El hombre es imagen de Dios. Lo leemos con nitidez en el libro del Génesis: Hagamos a los seres humanos a nuestra imagen, según nuestra semejanza… (Gen 1,26). En la actualidad nos hablan del mundo de la imagen, creado en las últimas décadas, por ejemplo la idolatría a los artistas, deportistas…imágenes por todas partes y por todos los medios. La ley de Moisés prohibía las imágenes de Dios, no se le podía representar  de ninguna forma. Según los salmos lo que se acerca a ser una imagen de Dios es la creación, todo el universo.

Por el lado contrario, los emperadores de aquel entonces y los de hoy buscan que su imagen aparezca en todo. En la antigüedad las formas de buscar hacerse presente en sus monumentos y especialmente en las monedas, lo que más circulaba entre la gente.

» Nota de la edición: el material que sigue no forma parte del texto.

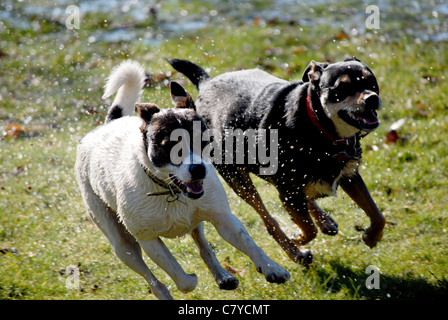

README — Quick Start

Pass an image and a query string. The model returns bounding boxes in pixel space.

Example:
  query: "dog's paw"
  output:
[216,274,239,290]
[298,250,314,268]
[176,273,198,293]
[150,282,174,300]
[258,261,291,283]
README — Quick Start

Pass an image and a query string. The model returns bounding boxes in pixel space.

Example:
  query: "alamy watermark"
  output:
[366,5,380,30]
[65,5,79,30]
[170,121,278,175]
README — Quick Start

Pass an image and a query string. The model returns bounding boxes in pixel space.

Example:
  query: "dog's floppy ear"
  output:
[344,56,361,62]
[302,60,328,82]
[135,103,160,123]
[170,81,196,110]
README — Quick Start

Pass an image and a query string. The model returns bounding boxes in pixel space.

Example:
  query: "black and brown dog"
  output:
[167,58,385,265]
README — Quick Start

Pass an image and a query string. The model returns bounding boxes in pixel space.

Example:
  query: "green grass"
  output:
[0,1,448,300]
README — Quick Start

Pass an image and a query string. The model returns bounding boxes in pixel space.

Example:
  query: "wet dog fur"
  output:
[167,58,385,265]
[75,61,290,299]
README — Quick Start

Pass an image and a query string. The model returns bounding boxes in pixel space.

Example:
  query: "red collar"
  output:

Somos imagen de Dios. En nuestro Bautismo se nos ha marcado, sellado de forma indeleble, el Bautismo imprime carácter, nos dicen en el catecismo. Entonces, ¿desarrollamos la imagen de Dios en nosotros o nos postramos ante otras imágenes del mundo, sean de la moda, del poder, del placer?

Tres preguntas:

¿Está separada mi vida en comportamientos separados unos de otros, por un lado Dios, por otro la  familia, por otro mis negocios…?

¿Soy consciente de que la fe me debe impulsar a construir el Reino de Dios en todo lo que hago?

¿Cómo trabajo para conseguir que en nuestras comunidades: grupos, parroquia… todos vivamos el encuentro con Dios que nos trasforme?